Not far away in neighbouring Whitby, the increase was 31.3 per cent. And in Vaughan, the ranks of those aged 85 and older grew by 53 per cent — more than twice the increase among the same age cohort in the big city.
Once comprising mostly sleepy villages or towns, suburbia underwent a massive transformation in the 1970s and 1980s. Urban sprawl took root. Affordable houses and sprawling backyards lured younger families like the Anthonys — and many never moved out.
"My neighbour on the side, he says: 'I'm going to stay in this house 'til I die. I'm not moving,"' Anthony says with a chuckle.
As a result, when children move on and leave parents behind or elderly spouses die, suburban households become increasingly empty nests.
"The suburbs now have a much older population than they used to," says Doug Norris, chief demographer at Environics Analytics in Ottawa. "The suburbs look a lot more like the city now."
For planners and policymakers, it's a pressing problem. Canada has an aging population as the baby boomers reach retirement age, but the public transit, services and retail options of the larger cities make them easier to navigate for the less mobile.
Accessing services and amenities like grocery stores or health care in lower-density subdivisions, on the other hand, usually requires getting into a car and driving.
Car dependency, as planners call it, has become an unrelenting thing.

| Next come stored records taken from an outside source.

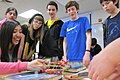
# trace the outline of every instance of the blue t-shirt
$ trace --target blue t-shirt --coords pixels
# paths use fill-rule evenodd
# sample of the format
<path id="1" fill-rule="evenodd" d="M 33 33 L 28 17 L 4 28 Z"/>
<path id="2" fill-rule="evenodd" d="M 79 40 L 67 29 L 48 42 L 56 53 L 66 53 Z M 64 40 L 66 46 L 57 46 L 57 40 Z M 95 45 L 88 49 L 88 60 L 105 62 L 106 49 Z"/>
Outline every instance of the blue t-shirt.
<path id="1" fill-rule="evenodd" d="M 120 12 L 113 18 L 108 17 L 105 25 L 107 25 L 105 46 L 107 46 L 113 40 L 120 37 Z"/>
<path id="2" fill-rule="evenodd" d="M 70 62 L 82 62 L 86 50 L 86 32 L 91 29 L 87 17 L 63 24 L 60 36 L 67 40 L 67 59 Z"/>

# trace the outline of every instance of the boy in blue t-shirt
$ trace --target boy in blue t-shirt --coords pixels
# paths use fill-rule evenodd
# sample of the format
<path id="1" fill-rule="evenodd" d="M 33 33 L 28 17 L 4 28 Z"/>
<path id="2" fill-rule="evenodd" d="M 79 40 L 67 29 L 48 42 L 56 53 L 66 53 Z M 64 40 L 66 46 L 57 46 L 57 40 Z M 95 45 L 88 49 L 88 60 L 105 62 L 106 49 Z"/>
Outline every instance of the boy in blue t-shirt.
<path id="1" fill-rule="evenodd" d="M 79 4 L 69 1 L 66 12 L 71 20 L 62 26 L 60 36 L 63 41 L 63 60 L 70 62 L 83 62 L 85 66 L 90 62 L 91 26 L 87 17 L 78 17 Z"/>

Ontario government figures suggest that about 42 per cent of people in car-dependent suburbs around Toronto won't have a driver's licence by 2036 — either because they are no longer fit to drive or want to avoid the cost and stress of vehicle ownership.
Glenn Miller, senior associate with the Canadian Urban Institute, says there's a growing risk that many people will find themselves stuck in the suburbs because they no longer drive.
"That puts a stark problem before us," says Miller, author of a recent paper on the phenomenon called "No Place To Grow Old."
"From a societal point of view, if you have a very large number of people who become isolated and can't access the things they need to on a daily basis, we can't solve the problem by building more long-term care beds."
That means the challenge for planners and policy-makers is to find ways to move services closer to where the people are, rather than to force the people to relocate. The problem, observers say, is that few places have actually taken steps to make their land-use plans more "age-friendly."
Shift in thinking
Dan Leeming, an urban planner with the Planning Partnership in Toronto, does cite a shift in thinking when it comes to new housing developments.
Leeming tries to start with three basic questions: Where can I walk to in two minutes? In five minutes? In 10 minutes? People, he says, should be able to walk to a parkette in two minutes, and the bus stop in five — what he calls the building blocks of sustainability and community livability.
One place that appears to be setting a forward-looking example is Markham, Ont., north of Toronto. Once more typical of suburban sprawl, Markham has been increasing its housing diversity — more townhouses and stacked housing — rather than endless rows of detached bungalows and double-storey homes.
"You're starting to get high density in suburban communities that really wasn't there five or eight years ago," Leeming says. "With density, you can now begin to support transit. (But) it's going to take years for transit to get caught up."
Anthony, for his part, is well aware of what's in store. For now, at least, he's not worried.
He has a pastoral 15-minute walk to Brampton's city centre. When mobility does become an issue, he's hoping the kids can help out with grocery shopping or medical appointments. In a pinch, he says, there's the option many others don't have: a short cab drive to the supermarket.
"At the moment, we are very comfortable," he says. "But who knows?"